The Muddy Bayou Control Structure’s gates were opened to fill Eagle Lake to its summer pool.
At the beginning of March, Eagle Lake remained at the winter pool elevation of 75 feet due to the lack of rainfall in the basin. The Mississippi Department of Wildlife and Fisheries requested that Eagle Lake be filled closer to the summer pool elevation of 76.9 feet.
The Muddy Bayou gates were opened on March 5 and closed on March 22 as Eagle Lake had reached 76.5 feet.
Raising the lake to 76.5 feet would leave capacity for normal rainfall through the end of March and into April while Steele Bayou’s level remains higher than the lake level.
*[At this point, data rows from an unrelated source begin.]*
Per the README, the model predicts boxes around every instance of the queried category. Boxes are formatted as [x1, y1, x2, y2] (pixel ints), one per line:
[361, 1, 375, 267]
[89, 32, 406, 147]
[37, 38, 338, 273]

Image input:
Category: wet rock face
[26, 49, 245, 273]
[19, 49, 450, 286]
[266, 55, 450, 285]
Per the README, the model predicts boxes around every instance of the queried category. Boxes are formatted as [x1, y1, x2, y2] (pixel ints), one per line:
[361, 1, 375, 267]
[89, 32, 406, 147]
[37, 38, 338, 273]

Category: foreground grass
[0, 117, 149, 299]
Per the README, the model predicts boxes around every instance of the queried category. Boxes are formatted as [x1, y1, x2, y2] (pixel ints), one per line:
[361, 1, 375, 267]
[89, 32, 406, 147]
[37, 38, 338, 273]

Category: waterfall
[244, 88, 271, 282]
The Muddy Bayou Control Structure regulates water flowing into or out of Eagle Lake through Muddy Bayou, a tributary of Steele Bayou. The drainage structure, which was constructed as a fish and wildlife mitigation feature of the Yazoo Backwater Project, is used by USACE during periods of high water in the Yazoo River Basin to reduce the risk of damage to the Muddy Bayou Control Structure and to prevent scour or further damage to roads and homes surrounding the lake.
Due to above-average rainfall in the upper Mississippi River tributaries, the Mississippi River at Vicksburg rose high enough to force the closure of the Steele Bayou Control Structure’s gates to prevent backwater flooding on March 15.
The structure’s gates are closed when elevations on the Mississippi River rise above the elevation of water in the interior Yazoo Backwater area.
Based on current Mississippi River forecasts, the Steele Bayou Control Structure’s gates could re-open by mid-April. At that time, the Yazoo Backwater Area could reach an elevation of 90 to 91 feet due to current rainfall forecasts in the Yazoo Backwater drainage basin. If above-average rainfall persists within the Mississippi River Basin and increases stages around Vicksburg, the Steele Bayou Control Structure’s gates could remain closed longer.
USACE Vicksburg District personnel and local partners will continue to monitor the conditions of flood control works, including levees, floodwalls and pump stations across the district’s jurisdiction. The district has observed no significant issues at its flood control sites.
Residents are encouraged to contact local authorities and management officials for updates about conditions in their area and should avoid activities on or near flood control works.